City Council President Anthony Dolce, R-Ward II, told the public the amendment would ensure that the city would not be introducing a parking meter change at this point. City Councilman Jeff Russell, R-At Large, also addressed the controversial nature of the parking meter increase. Russell explained that while some people compare the amount of money charged for parking in other cities, he does not believe Jamestown should increase parking costs right now.

“This has been a hot topic,” Russell said. “I don’t think we’re always like other major cities. We’re hopefully in the tail end of a pandemic. I don’t think it’s fair to be pumping this money into our businesses through ARPA funding and then turn around and raise meter rates and discourage people from coming downtown.”

Following the voting session, City Councilwoman Kim Ecklund, R-At Large, told reporters the City Council felt “very strongly” that the parking meter increase needed to be removed from the 2023 budget. Dolce reiterated Russell’s concern regarding the possibility of discouraging businesses by raising the parking meter rates.
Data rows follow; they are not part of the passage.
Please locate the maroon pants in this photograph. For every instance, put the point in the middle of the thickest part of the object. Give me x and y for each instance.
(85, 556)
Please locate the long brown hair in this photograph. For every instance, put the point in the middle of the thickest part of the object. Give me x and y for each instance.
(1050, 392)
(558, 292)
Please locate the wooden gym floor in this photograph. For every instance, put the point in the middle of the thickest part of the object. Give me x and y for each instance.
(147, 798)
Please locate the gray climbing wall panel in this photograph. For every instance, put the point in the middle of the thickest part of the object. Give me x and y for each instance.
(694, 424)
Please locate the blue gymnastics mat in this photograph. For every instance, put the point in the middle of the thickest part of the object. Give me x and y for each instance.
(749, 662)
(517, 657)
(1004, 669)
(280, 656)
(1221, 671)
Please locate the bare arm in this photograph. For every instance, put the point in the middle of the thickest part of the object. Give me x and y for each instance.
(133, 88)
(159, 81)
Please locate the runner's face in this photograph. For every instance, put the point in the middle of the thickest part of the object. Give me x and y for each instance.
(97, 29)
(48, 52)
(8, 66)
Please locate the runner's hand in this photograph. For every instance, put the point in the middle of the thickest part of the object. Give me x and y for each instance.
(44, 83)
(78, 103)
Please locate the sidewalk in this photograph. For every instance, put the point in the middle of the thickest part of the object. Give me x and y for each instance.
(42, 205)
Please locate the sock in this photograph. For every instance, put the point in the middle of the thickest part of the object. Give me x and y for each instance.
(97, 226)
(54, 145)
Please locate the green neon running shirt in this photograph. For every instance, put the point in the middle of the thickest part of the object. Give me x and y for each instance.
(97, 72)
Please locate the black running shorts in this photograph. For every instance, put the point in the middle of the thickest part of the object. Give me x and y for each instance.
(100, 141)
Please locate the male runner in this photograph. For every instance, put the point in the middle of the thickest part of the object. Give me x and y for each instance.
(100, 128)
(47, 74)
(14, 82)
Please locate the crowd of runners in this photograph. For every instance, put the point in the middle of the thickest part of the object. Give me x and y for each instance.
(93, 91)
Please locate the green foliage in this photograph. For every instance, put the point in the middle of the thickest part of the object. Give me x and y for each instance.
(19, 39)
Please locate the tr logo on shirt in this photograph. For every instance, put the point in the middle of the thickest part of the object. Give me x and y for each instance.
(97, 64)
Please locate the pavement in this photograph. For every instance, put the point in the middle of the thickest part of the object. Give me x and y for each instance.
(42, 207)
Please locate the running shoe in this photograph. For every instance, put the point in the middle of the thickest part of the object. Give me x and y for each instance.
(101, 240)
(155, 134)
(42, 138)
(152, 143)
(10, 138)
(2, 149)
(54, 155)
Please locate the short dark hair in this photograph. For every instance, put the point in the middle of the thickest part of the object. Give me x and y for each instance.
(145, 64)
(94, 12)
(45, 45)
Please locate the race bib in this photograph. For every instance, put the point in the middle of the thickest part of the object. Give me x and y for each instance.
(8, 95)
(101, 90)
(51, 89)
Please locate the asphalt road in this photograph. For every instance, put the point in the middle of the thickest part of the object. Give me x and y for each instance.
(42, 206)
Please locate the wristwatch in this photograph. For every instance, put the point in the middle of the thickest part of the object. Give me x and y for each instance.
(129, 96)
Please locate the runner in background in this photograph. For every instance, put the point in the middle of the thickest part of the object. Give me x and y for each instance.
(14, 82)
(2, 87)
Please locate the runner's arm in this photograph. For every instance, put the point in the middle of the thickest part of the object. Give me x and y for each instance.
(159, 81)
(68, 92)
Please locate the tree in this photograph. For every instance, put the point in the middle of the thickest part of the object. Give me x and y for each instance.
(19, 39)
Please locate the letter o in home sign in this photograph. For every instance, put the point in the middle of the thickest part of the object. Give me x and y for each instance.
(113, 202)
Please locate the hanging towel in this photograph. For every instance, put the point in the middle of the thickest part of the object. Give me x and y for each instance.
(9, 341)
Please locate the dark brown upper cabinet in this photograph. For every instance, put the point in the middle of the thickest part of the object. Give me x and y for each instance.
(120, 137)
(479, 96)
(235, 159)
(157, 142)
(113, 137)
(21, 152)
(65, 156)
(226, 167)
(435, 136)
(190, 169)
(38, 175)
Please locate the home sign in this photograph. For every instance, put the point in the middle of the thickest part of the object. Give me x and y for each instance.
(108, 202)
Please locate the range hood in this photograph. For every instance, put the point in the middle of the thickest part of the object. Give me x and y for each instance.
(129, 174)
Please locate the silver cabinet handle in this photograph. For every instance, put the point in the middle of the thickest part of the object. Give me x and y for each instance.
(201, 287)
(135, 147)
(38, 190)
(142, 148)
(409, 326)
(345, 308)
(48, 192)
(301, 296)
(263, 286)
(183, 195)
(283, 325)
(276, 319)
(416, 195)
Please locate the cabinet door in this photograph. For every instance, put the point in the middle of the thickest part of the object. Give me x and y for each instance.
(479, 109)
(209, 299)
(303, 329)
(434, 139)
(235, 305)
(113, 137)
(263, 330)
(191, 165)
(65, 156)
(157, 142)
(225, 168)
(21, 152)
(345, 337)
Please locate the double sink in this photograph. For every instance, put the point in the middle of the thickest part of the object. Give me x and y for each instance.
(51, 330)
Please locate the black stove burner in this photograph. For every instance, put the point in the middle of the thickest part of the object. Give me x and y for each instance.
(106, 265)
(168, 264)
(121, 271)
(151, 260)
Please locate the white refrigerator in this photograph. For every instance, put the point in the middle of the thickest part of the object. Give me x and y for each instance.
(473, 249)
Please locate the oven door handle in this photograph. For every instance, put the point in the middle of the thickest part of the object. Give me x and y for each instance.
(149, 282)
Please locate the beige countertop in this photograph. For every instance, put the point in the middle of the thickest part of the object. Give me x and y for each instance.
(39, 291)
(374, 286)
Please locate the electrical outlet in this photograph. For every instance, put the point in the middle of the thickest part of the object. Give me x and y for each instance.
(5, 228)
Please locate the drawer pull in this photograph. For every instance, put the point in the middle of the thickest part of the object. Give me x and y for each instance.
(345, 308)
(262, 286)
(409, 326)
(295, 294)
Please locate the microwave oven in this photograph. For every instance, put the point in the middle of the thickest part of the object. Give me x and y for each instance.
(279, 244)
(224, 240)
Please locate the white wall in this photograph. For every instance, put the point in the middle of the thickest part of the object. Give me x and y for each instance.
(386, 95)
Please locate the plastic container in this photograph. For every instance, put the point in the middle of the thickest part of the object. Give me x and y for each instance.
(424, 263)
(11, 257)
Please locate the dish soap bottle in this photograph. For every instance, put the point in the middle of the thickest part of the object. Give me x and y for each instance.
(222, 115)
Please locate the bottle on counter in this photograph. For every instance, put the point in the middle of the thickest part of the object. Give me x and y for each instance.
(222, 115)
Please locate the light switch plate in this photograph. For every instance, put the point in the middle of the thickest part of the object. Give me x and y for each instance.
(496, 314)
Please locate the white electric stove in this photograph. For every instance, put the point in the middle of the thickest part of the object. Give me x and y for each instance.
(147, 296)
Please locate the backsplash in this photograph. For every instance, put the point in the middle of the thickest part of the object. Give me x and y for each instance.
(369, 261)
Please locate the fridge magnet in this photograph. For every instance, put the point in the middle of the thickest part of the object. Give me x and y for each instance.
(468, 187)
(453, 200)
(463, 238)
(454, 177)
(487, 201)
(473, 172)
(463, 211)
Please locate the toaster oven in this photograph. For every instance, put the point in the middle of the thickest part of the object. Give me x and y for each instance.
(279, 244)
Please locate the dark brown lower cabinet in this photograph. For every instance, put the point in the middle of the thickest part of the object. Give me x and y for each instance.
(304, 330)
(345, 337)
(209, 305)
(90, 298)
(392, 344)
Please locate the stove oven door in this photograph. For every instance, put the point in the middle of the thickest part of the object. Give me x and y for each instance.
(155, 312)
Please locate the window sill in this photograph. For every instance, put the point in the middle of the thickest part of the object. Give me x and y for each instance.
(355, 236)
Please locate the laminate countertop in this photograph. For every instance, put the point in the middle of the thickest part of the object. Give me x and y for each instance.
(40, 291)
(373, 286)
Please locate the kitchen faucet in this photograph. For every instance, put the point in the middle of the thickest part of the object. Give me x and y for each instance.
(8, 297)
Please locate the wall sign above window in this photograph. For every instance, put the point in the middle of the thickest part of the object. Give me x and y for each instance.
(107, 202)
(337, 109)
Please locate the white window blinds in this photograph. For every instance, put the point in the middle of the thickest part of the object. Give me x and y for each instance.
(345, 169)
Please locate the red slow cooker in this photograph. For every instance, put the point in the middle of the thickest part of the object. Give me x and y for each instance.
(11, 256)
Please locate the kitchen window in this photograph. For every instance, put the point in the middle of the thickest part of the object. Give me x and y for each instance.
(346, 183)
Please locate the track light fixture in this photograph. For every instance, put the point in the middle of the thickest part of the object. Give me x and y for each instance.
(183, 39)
With businesses still recovering from the COVID-19 pandemic, inflation and various price increases, he said now is not the “right time” for parking meter fees to be increased.

“At this time, we just thought it was not a good idea to increase the parking fees downtown,” he said. “It’s kind of a fragile economy right now. I know several council people received a lot of complaints from residents, as well as business owners downtown.”

Dolce said he has suggested to Sundquist that the city should consider a comprehensive parking plan for the city. Between free parking zones, issues with parking ramps, on-street parking with parking meters and off-street parking, Dolce believes the city needs to examine an “overall picture” of parking rather than simply raising the parking meter rates for the downtown area.

“We should probably start in earnest at the beginning of the year to look at an overall downtown plan,” he said. “I know that we would like to see more utilization and usage of the ramps. We may need to start incentivizing more the usage of the ramps and some of the other off-street lots, so that would all be part of an overall picture of parking downtown. The whole thing needs to be addressed, and before we do that, we don’t want to raise prices.”

Regarding the 2023 budget, Dolce expressed doubt that the city would have attained the revenue projection the city administration anticipated with an increase in parking meter rates. Rather than increasing revenue for the city, Dolce said an increase in parking fees could have discouraged people from parking downtown or created additional problems by residents “clogging up” the free parking zones.